Grammodoplia

Scientific classification
- Kingdom: Animalia
- Phylum: Arthropoda
- Class: Insecta
- Order: Coleoptera
- Suborder: Polyphaga
- Infraorder: Scarabaeiformia
- Family: Scarabaeidae
- Subfamily: Melolonthinae
- Tribe: Hopliini
- Genus: Grammodoplia Lacroix, 1997
- Species: G. asperata
- Binomial name: Grammodoplia asperata (Fairmaire, 1903)
- Synonyms: Hoplia asperata Fairmaire, 1903;

= Grammodoplia =

- Genus: Grammodoplia
- Species: asperata
- Authority: (Fairmaire, 1903)
- Synonyms: Hoplia asperata Fairmaire, 1903
- Parent authority: Lacroix, 1997

Genus of beetles

Grammodoplia is a genus of beetle of the family Scarabaeidae. It is monotypic, being represented by the single species, Grammodoplia asperata, which is found in Madagascar.

== Description ==
Adults reach a length of about 4-6 mm.
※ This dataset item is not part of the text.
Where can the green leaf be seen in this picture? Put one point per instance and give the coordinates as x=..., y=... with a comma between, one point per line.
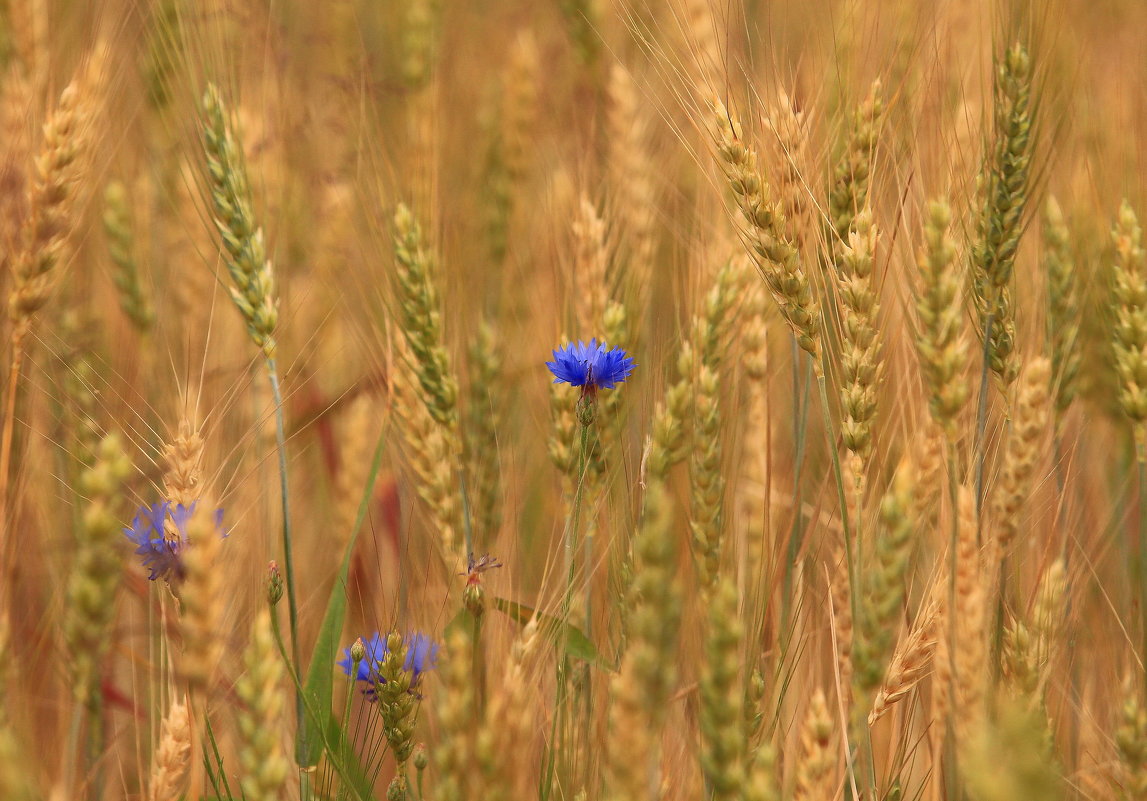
x=319, y=687
x=576, y=644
The head and pronotum are blackish, while the elytra are reddish-brown. The scales on the pronotum are dark in the middle and yellowish on the sides and along a median longitudinal band and the scutellum has dense, yellowish scales. The elytra have yellowish scales forming three longitudinal bands.